Senza mettersi a riflettere, Usopp agguantò più forte il mantello dell’altro e fece retromarcia. Sfrecciò tra un vicolo e l’altro, questa volta sentendo ben presenti i passi degli inseguitori, e raggiunse la casa abbandonata. Si buttò dentro quasi sfasciando la porta e il compagno di fuga si fece trascinare senza un fiato.
Si rannicchiò in un angolo, ascoltando i passi dei tre inseguitori che si avvicinavano. Sia Usopp che il compagno avevano un accenno d’affanno, e la polvere non rendeva più facile respirare, ma l’ultima cosa da fare era fare rumore.
I tre svoltarono l’angolo e si fermarono, ansimando perplessi.
«Sono scomparsi?»
«Uno dei due era sicuramente quel bardo di prima. È un complice di Sanji?»
Uno sbuffò. «Senti, falla finita. Macché complice e complice. Probabilmente non era neanche lui.»
«Lo dici solo perché li hai persi di vista.»
«Io li ho persi di vista? Chi è che ha detto che erano andati di qua?»
«Io li ho visti andare di qua! Se poi sono scomparsi con chissà che stregoneria non è colpa mia!»

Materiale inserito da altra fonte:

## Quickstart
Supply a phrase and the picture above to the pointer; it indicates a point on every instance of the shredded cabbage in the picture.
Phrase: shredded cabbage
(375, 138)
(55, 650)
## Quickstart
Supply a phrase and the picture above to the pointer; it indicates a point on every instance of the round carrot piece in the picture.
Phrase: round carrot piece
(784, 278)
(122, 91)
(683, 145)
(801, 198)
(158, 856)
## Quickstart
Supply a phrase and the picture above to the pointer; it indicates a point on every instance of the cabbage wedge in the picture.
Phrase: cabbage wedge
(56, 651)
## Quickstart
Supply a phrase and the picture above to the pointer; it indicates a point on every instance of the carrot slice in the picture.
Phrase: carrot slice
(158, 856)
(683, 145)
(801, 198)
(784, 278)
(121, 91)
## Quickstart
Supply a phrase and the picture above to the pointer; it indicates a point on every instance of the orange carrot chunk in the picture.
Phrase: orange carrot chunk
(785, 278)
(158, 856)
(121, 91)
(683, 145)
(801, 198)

«E quando si è mai visto uno stregone a Germa, razza di testa bacata?»
Con un sollievo che rasentava l’incredulità, Usopp sentì le voci affievolirsi. Si staccò dal muro solo quando sparirono del tutto e si ripulì i vestiti dalla polvere e controllò di avere tutte le sue cose con sé. Allora alzò lo sguardo verso la causa di tante fatiche, che osservava la strada dalla finestra semirotta con un borbottio cupo sulle labbra. La luce rifletteva dai vetri scheggiati luminosi ghirigori sulla sua guancia, e Usopp rimase sorpreso dall’espressione elegante che riusciva a portare anche con addosso un mantello lacero e coperto di polvere.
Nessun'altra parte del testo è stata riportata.